Reflections on Remembrance Sunday 2023 – by Len Middleton
As a humanist I loved it. A strange thing to say given the heavily religious theme, but there was so much to think about.
The whole apparatus of the state was there. The mayor, a “civic procession” of local councillors and the Lord Lieutenant of Berkshire, presumably representing our unelected head of state.
The mayor was in his full regalia complete with chain and pointy hat. There was also a mace. This presumably was the borough council’s and was fixed upright next to the mayor’s pew.
Establishment of the church is not just the bishops in the House of Lords; the Lord Lieutenant of Berkshire represented the head of state and the head of the church. The order of service was produced by Reading Borough Council. Local officials were in church. Church and state are intertwined.
Civil society was joined by the armed forced including child soldiers – I mean army and sea cadets. The UK has signed the United Nations Convention on the Rights of the Child (UNCRC) but let’s not go there. There were many adult soldiers too, both serving and retired, but the number of “cadets” was striking.

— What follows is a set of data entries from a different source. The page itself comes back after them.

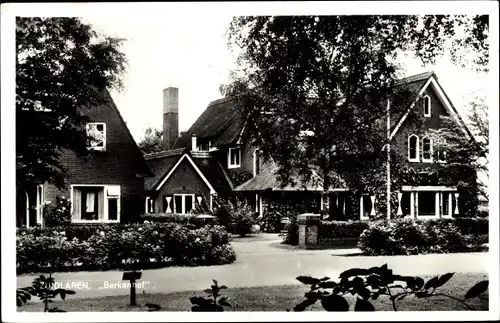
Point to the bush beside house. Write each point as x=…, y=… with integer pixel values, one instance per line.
x=105, y=247
x=408, y=237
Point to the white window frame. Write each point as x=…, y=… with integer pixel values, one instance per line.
x=427, y=99
x=184, y=202
x=430, y=159
x=106, y=198
x=229, y=164
x=256, y=152
x=87, y=126
x=146, y=208
x=417, y=149
x=39, y=203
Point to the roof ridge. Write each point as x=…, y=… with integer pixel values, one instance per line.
x=164, y=153
x=416, y=77
x=219, y=101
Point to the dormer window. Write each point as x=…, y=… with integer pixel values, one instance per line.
x=413, y=150
x=96, y=136
x=427, y=106
x=234, y=158
x=427, y=150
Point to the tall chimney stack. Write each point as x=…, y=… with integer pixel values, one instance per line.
x=170, y=117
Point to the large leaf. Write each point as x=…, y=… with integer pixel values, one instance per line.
x=327, y=285
x=304, y=304
x=363, y=306
x=431, y=283
x=443, y=279
x=335, y=303
x=153, y=307
x=354, y=272
x=308, y=280
x=477, y=289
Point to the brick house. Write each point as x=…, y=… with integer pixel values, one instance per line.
x=107, y=186
x=215, y=157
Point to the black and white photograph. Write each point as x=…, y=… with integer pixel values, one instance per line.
x=252, y=159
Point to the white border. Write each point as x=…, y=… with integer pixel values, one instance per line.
x=9, y=11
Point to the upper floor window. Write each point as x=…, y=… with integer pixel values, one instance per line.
x=413, y=150
x=234, y=158
x=427, y=106
x=96, y=134
x=427, y=149
x=256, y=161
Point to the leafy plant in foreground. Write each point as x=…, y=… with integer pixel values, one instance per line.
x=42, y=287
x=210, y=303
x=369, y=284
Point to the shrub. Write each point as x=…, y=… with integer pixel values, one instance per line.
x=105, y=247
x=408, y=236
x=374, y=283
x=341, y=229
x=58, y=213
x=292, y=235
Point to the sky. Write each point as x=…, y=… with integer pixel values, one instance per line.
x=189, y=50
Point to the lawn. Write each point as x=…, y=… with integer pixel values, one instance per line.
x=273, y=298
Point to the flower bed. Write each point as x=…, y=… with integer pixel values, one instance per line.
x=105, y=247
x=330, y=233
x=408, y=236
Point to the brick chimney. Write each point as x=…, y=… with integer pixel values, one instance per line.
x=170, y=117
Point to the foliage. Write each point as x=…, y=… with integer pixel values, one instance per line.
x=43, y=288
x=341, y=229
x=152, y=142
x=346, y=69
x=58, y=213
x=292, y=233
x=408, y=236
x=187, y=220
x=105, y=247
x=63, y=67
x=210, y=303
x=239, y=216
x=371, y=283
x=240, y=177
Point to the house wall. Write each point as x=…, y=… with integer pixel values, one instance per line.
x=408, y=127
x=120, y=164
x=184, y=180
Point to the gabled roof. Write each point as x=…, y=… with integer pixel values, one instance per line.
x=160, y=164
x=164, y=163
x=417, y=84
x=144, y=169
x=268, y=180
x=222, y=121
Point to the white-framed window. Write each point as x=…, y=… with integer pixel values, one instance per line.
x=96, y=134
x=413, y=148
x=95, y=203
x=427, y=149
x=234, y=158
x=150, y=205
x=256, y=161
x=427, y=106
x=183, y=203
x=39, y=203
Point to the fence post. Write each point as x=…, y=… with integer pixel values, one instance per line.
x=308, y=230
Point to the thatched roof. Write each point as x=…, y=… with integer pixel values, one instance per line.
x=268, y=180
x=222, y=122
x=162, y=163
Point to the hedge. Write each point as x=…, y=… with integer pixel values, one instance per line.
x=408, y=236
x=106, y=247
x=341, y=229
x=328, y=230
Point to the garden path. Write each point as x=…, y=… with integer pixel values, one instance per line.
x=262, y=261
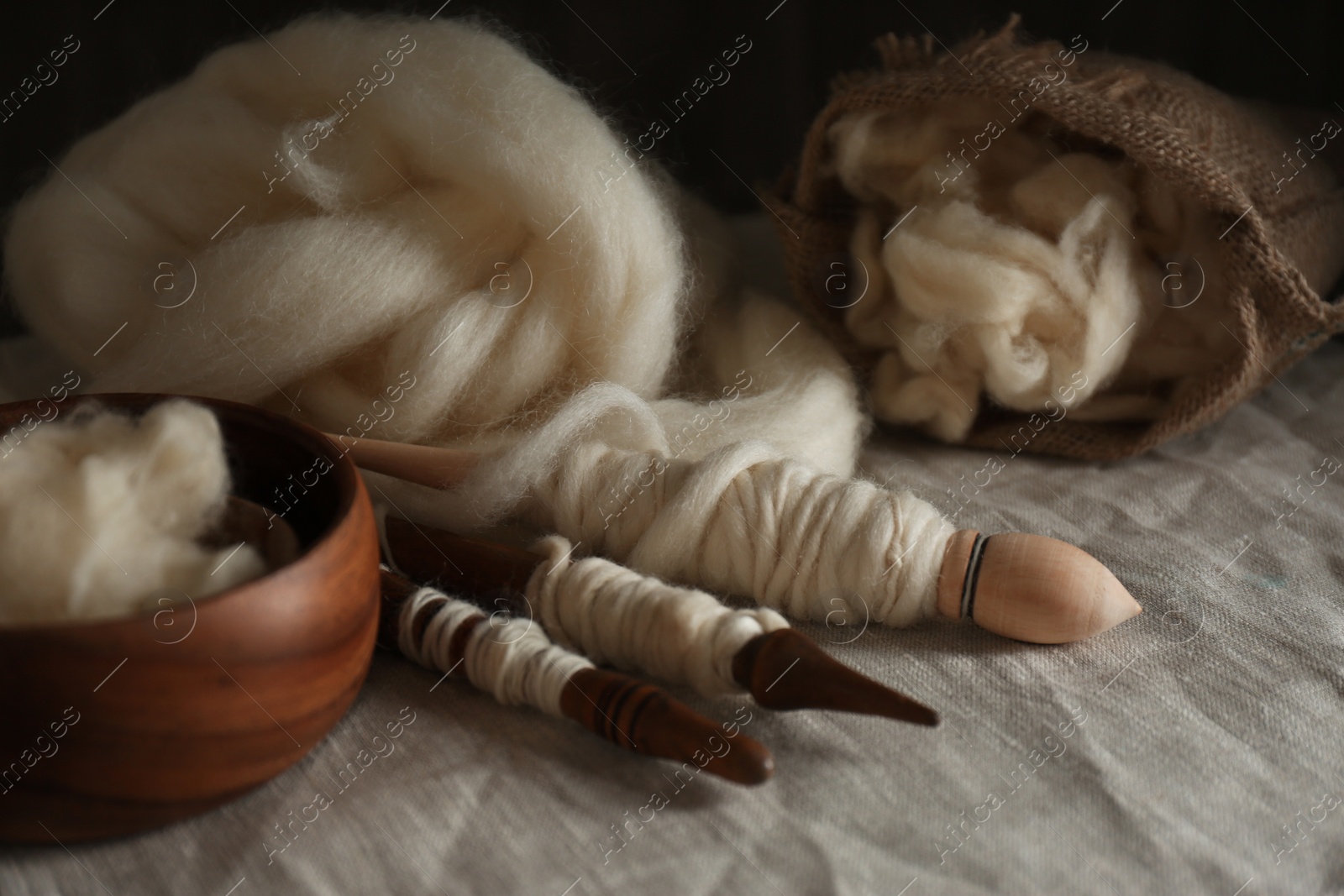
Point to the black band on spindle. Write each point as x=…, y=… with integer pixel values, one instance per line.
x=968, y=586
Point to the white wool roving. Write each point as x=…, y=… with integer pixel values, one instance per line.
x=636, y=622
x=100, y=516
x=351, y=199
x=423, y=206
x=1037, y=277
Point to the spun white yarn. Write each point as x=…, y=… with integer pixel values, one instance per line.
x=1028, y=275
x=636, y=622
x=403, y=241
x=743, y=521
x=100, y=515
x=514, y=661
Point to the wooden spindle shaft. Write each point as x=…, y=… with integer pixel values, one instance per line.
x=1021, y=586
x=433, y=466
x=1030, y=587
x=785, y=669
x=813, y=680
x=616, y=707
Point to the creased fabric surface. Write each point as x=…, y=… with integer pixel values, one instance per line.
x=1210, y=721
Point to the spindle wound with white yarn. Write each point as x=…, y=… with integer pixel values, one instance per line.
x=514, y=661
x=890, y=548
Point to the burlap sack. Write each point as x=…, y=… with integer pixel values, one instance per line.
x=1280, y=255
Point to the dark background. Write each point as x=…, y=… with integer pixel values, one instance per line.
x=632, y=58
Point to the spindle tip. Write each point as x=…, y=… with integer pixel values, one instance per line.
x=1030, y=587
x=645, y=719
x=785, y=669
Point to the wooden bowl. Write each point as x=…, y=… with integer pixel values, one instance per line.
x=118, y=726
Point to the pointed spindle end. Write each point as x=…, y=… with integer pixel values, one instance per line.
x=645, y=719
x=1030, y=587
x=785, y=669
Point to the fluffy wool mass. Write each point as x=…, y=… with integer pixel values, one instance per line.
x=425, y=201
x=423, y=197
x=100, y=516
x=1015, y=269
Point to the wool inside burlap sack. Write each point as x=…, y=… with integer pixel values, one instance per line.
x=1007, y=235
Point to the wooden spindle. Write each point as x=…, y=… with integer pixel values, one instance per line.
x=1021, y=586
x=616, y=707
x=783, y=669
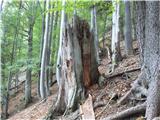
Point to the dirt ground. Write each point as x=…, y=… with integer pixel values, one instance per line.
x=118, y=86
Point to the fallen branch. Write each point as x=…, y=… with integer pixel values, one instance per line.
x=120, y=73
x=128, y=112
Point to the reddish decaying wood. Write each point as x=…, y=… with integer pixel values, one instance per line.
x=87, y=109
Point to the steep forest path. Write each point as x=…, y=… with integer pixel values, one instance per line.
x=115, y=85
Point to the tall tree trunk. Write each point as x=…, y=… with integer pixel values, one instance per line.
x=94, y=30
x=41, y=49
x=133, y=17
x=51, y=27
x=29, y=61
x=115, y=47
x=29, y=69
x=43, y=84
x=140, y=26
x=128, y=29
x=152, y=58
x=5, y=95
x=74, y=65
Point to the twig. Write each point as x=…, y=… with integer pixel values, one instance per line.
x=128, y=112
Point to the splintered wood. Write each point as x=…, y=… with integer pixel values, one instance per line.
x=86, y=109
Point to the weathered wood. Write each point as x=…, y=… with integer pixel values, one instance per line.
x=76, y=71
x=128, y=112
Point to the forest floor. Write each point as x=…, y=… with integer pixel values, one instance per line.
x=116, y=85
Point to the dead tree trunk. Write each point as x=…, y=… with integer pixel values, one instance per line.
x=43, y=84
x=76, y=68
x=152, y=58
x=128, y=29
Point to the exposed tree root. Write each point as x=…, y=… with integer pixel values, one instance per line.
x=128, y=112
x=120, y=73
x=139, y=87
x=99, y=104
x=125, y=98
x=156, y=118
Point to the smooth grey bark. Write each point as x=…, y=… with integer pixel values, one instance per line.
x=133, y=17
x=48, y=59
x=115, y=46
x=29, y=54
x=95, y=33
x=1, y=5
x=128, y=29
x=152, y=58
x=43, y=84
x=41, y=48
x=140, y=27
x=5, y=95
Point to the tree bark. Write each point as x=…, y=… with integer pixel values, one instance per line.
x=75, y=71
x=51, y=27
x=41, y=48
x=152, y=55
x=140, y=26
x=43, y=84
x=115, y=47
x=128, y=29
x=94, y=30
x=29, y=61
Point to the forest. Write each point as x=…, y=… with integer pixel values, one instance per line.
x=79, y=60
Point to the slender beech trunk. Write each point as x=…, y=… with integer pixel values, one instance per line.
x=115, y=47
x=42, y=40
x=54, y=48
x=51, y=27
x=13, y=55
x=133, y=17
x=152, y=58
x=128, y=29
x=94, y=30
x=44, y=53
x=29, y=54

Being a church service, we had a couple of hymns. Dwindling church attendance means that nobody knows them. The words are printed but none of us know the tunes. At least with karaoke the tunes are well known. An obvious thing would be to have the cadets learn the tunes in advance but maybe preparing for war is the priority.
We sang a couple of verses of God Save the King. Most people probably know the tune, but the words are in the order of service. There are several versions; we didn’t include the line about scattering the king’s enemies.
A Ukrainian choir sang. Our attention was drawn to a war in Europe. While the number of non-white faces there hopefully means that we have abandoned the fiction that only white Englishmen have fought in the UK’s wars, there was no mention of the wars in the Sudan, Syria or Yemen. The war in Yemen is being fought with British munitions.
The mayor of Reading read a bizarre passage from the bible (Mathew 25:1-13) about ten young women and oil lamps…
We were catapulted into the 21st century by the arrival of the bishop of Oxford who read her sermon from an iPad. (Yes, it was a person of the female persuasion as a bishop, no less with an electronic device.) She also talked about the war in Israel and Gaza. While she carried a shepherd’s crook, she was much more “right on” and was probably the most relevant up-to-date part of the service.
Another hymn and bible reading and it was time to go to the war memorial at Forbury Gardens. Then after more singing and the two minute silence ended by the playing of the last post, it was all over.
The church, state and military all rolled up together in a ceremony replicated across the whole of the UK. There is a lot to think about here.